# Dlink wbr 2310 wireless router and RCA cable modem issues



## gasman2008 (Dec 11, 2008)

ok I have had this RCA cable modem for along time ( comcast ) and recently got the Dlink wireless router WBR 2310 to help with my laptop. MY system has XP and is the pent d 2.8 Ghz processor . had a regular linksys router before. NO issues . I did ALL the stuff they said to do and then some, read till im cross eyed and have talked to them in tech support at dlink and I offically can now speak a foreign language I think. Basically waht happens is , if i install the router and leave the wireless not enable , all is good. if i enable the wireless then i may get the modem and it workign ok, or it might slow down ( lights blinking at random slower then norm) Or i might have waht happens more then the other. the modem will start to cycle, full shut down and then do a restart and polling but never show full connection, then do another restart over and over ... if i do anything to remove the router then the modem will go thru its cycle and show it ready for connection to pc... I have tried it all. i can connect to the wireless network but no internet there due to the modem thing. any idea's?:4-dontkno


----------



## johnwill (Sep 26, 2002)

Let's start by getting to a default configuration. 

First off, if you haven't done so, update the router to the latest firmware available from D-Link.


Reset the router to factory defaults by holding the reset button down for 15 seconds with power on. The following procedure should get you a connection with any broadband modem that is configured to use DHCP for the router connection, such as cable modems, and many DSL modems. If you require PPPoE configuration for the DSL modem, that will have to be configured to match the ISP requirements.

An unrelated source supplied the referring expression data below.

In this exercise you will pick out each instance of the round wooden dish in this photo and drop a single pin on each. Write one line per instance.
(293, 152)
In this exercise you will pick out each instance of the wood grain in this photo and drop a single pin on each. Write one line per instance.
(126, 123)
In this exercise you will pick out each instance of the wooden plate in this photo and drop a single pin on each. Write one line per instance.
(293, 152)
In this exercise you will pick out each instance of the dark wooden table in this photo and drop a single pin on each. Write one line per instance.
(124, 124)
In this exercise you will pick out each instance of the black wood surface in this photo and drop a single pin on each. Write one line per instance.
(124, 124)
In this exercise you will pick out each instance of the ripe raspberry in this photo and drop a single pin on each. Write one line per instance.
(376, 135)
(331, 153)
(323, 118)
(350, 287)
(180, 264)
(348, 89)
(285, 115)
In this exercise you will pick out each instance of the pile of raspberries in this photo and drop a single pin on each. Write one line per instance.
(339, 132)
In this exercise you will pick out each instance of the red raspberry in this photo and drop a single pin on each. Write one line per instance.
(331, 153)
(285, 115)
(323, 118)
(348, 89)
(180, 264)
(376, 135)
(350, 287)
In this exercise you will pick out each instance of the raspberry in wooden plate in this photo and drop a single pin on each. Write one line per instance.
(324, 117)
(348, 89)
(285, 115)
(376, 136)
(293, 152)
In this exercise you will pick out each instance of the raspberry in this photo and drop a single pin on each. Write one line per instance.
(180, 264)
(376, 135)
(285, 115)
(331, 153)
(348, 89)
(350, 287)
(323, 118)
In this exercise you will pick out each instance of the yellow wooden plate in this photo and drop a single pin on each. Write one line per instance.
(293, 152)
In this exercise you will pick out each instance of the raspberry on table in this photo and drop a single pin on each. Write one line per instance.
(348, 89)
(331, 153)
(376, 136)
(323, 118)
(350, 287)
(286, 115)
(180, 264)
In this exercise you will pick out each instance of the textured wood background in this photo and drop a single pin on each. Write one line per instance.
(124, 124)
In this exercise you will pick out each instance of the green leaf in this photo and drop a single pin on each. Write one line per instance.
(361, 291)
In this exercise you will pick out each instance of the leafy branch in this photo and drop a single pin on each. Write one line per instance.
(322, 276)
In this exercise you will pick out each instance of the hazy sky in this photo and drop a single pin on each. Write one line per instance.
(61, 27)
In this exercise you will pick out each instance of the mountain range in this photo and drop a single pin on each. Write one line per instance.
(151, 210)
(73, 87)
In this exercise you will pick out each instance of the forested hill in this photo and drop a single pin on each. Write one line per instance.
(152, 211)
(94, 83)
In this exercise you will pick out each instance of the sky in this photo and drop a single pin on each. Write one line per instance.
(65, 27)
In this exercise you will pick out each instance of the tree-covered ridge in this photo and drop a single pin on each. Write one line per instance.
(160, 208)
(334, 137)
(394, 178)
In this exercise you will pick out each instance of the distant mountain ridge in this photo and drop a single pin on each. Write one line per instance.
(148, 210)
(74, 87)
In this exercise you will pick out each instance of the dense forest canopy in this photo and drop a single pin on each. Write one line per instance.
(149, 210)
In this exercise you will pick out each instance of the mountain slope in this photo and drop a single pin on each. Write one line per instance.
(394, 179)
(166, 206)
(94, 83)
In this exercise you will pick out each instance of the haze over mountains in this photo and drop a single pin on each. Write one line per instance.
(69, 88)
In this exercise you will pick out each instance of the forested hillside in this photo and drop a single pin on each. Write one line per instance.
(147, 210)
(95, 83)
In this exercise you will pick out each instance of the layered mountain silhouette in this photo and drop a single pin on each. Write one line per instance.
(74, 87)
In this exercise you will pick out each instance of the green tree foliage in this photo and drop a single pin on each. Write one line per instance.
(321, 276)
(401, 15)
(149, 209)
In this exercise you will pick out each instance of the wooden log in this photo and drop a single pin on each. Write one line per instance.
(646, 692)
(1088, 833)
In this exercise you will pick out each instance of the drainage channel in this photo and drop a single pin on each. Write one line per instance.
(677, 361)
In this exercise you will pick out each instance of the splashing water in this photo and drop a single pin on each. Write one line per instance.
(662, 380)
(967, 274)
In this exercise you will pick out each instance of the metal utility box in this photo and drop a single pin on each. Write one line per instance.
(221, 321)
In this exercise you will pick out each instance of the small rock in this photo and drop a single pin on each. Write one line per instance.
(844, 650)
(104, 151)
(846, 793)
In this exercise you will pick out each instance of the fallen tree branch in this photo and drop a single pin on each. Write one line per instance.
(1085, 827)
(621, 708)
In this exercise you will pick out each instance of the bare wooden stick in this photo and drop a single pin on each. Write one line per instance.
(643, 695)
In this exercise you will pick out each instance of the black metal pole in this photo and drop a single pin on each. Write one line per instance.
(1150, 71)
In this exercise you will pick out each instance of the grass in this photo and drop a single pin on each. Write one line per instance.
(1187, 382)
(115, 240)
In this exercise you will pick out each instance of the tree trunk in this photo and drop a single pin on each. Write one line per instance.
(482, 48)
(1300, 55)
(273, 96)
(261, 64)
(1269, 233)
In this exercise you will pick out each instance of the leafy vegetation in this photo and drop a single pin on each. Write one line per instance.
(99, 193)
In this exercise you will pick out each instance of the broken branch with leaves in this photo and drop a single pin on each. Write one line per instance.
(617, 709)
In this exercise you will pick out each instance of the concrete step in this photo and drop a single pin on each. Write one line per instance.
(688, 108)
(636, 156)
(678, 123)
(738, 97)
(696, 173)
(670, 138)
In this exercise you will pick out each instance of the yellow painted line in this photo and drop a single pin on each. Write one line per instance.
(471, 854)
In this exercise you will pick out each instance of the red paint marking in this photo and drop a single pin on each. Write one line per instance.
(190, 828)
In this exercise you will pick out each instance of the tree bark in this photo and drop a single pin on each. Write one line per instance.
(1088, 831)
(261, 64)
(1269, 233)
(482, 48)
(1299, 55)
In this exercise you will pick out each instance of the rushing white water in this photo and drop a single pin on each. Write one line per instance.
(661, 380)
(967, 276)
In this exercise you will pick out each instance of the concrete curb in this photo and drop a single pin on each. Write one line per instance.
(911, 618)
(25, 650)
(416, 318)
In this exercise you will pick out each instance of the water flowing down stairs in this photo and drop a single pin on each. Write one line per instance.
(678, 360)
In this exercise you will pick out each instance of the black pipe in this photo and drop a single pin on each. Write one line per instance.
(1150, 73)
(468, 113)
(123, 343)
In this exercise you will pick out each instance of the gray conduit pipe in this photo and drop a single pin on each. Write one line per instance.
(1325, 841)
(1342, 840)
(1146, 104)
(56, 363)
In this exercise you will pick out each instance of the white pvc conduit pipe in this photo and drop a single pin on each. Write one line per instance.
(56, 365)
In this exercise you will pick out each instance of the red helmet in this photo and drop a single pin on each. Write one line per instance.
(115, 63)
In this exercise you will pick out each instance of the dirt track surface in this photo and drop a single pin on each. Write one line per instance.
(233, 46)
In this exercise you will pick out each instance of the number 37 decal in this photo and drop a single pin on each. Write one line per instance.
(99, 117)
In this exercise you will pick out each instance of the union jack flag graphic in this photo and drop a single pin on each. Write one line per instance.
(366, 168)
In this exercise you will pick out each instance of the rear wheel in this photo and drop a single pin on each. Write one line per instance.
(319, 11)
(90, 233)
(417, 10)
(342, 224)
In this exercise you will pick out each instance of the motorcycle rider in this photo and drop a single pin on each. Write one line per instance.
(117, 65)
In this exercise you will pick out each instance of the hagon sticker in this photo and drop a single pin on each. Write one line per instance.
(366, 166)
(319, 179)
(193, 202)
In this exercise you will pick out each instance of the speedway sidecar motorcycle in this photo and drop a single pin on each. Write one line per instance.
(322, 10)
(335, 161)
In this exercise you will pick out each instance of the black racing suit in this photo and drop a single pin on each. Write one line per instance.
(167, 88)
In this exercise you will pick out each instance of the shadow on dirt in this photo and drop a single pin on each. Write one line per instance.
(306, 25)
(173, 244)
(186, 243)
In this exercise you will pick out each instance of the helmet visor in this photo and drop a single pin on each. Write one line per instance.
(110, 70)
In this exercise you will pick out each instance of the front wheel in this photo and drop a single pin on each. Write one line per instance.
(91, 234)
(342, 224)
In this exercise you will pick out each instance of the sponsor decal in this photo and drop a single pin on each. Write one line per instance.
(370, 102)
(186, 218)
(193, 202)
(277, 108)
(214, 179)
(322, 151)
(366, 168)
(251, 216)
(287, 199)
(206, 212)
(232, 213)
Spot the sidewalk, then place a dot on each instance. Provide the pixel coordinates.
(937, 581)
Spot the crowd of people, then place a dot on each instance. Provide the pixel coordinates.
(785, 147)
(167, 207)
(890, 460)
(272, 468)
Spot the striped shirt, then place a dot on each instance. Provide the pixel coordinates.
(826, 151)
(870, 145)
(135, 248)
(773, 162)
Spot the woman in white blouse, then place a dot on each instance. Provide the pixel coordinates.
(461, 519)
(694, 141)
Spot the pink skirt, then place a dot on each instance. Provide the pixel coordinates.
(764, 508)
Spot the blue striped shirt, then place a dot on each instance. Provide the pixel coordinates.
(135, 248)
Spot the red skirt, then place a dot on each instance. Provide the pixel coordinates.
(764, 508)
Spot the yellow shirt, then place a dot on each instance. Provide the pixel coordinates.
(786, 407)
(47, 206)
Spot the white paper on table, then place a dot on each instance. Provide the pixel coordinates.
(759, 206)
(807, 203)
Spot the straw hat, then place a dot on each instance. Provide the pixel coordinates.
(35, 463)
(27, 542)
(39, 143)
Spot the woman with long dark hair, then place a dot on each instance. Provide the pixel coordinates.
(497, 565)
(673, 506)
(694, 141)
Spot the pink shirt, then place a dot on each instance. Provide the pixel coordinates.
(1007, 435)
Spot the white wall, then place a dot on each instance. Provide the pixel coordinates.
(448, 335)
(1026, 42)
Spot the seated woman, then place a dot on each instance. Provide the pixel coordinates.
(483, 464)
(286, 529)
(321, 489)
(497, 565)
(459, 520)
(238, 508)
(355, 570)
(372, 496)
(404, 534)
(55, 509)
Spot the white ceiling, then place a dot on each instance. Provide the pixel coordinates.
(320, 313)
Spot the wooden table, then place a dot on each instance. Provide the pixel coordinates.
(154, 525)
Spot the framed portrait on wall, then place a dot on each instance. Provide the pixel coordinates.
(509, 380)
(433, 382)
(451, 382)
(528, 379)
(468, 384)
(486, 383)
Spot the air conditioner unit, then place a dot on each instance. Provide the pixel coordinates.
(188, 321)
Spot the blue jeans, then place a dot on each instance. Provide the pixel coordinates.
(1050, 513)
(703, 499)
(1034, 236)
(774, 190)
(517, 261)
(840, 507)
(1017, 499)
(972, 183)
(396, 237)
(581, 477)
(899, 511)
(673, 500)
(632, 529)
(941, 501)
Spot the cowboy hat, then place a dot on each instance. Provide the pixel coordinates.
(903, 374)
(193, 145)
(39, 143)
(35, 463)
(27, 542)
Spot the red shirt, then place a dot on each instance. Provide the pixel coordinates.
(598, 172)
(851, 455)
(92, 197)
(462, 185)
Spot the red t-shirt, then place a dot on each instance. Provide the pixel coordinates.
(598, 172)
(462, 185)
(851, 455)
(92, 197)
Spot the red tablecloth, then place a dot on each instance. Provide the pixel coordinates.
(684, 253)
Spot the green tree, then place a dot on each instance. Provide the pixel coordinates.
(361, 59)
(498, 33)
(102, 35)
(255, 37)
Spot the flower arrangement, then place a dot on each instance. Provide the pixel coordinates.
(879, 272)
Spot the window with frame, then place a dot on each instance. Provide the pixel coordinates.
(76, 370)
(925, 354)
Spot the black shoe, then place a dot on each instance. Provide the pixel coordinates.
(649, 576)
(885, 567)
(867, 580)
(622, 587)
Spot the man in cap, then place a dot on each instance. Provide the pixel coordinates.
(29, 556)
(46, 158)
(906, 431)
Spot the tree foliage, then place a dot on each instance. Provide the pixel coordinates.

Turn off everything, the modem, router, computer.
Connect the modem to the router's WAN/Internet port.
Connect the computer to one of the router's LAN/Network ports.
Turn on the modem, wait for a steady connect light.
Turn on the router, wait for two minutes.
Boot the computer.

When the computer is completely booted, let's see this.

Hold the *Windows* key and press *R*, then type *CMD* to open a command prompt:

In the command prompt window that opens, type type the following command:

*IPCONFIG /ALL*

Right click in the command window and choose *Select All*, then hit *Enter*.
Paste the results in a message here.

If you are on a machine with no network connection, use a floppy, USB disk, or a CD-RW disk to transfer a text file with the information to allow pasting it here.





Once you get to this point and it works, we can work on enabling the wireless capability.


----------